Another key finding is that seed microbiota can be vertically inherited. The microbiotas of human and mammalians are known to be vertically transmitted and be reshaped by environmental influences over time [46, 62]. In particular, gut microbiotas of humans and animals are easily affected by external factors such as diet [63], which could make it harder to investigate the long-term inheritance of microbiotas. However, the seed microbiota gave us the opportunity to identify a conserved fraction of microbiota. We found half of bacterial OTUs associated with domesticated rice were shared in both mother and progeny varieties in specific breeding lines. Fungal community was also shared but to a lesser degree than the bacterial community (Fig. 6c; Additional file 1: Figure S24c). These putatively inherited fractions included core OTUs, especially in bacteria, suggesting that core bacterial community may have mutualistic relationships with the host. Above all, our findings suggest that seed microbiota may be inherited from mother to progeny. One of the possible underlying mechanisms is transmission via the shoot apical meristem (SAM). The SAM can be differentiated into other tissues including reproductive organs which are developed as seeds. Microbes inhabiting the SAM may move upward following the development of SAM as a ‘meristematic escalator’ or ‘meristematic highway.’ The colonization of bacteria in shoot meristem suggests that the movement of microbes via meristematic tissues is a possible way that seeds are colonized [64].
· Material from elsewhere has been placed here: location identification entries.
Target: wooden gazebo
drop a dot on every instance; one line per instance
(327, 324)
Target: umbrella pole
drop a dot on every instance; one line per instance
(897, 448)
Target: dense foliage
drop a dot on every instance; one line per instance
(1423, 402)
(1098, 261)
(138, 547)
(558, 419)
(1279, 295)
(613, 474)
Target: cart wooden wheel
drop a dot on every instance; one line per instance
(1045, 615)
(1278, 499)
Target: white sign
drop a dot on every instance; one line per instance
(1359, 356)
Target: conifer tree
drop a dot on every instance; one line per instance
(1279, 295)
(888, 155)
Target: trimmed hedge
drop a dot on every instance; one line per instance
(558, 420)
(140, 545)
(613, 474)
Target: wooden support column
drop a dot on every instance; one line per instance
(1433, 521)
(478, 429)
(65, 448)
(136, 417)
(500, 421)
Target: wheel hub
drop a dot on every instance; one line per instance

We evaluated the effects of both host speciation and domestication as long- and short-term evolutionary factors on seed microbiota using 43 wild and domesticated rice accessions. Experimentally, our approach vastly improved the resolution of the seed bacterial community, which previous approaches missed. In particular, a parallel investigation on the fungal community unveiled hidden responses of the seed microbiota to host evolution and the complex inter-kingdom associations with the bacterial community. In conclusion, the speciation in early divergent rice deterministically affected bacterial community. However, the host speciation stochastically shapes both bacterial and fungal communities. On the other hand, domestication contributed to community assembly in a more deterministic way by dramatic changes in host and environmental factors. Our study also provides integrated evolutionary insights on seed microbiome, the starting point of the holobiome of plants, microbial communities, and surrounding environments.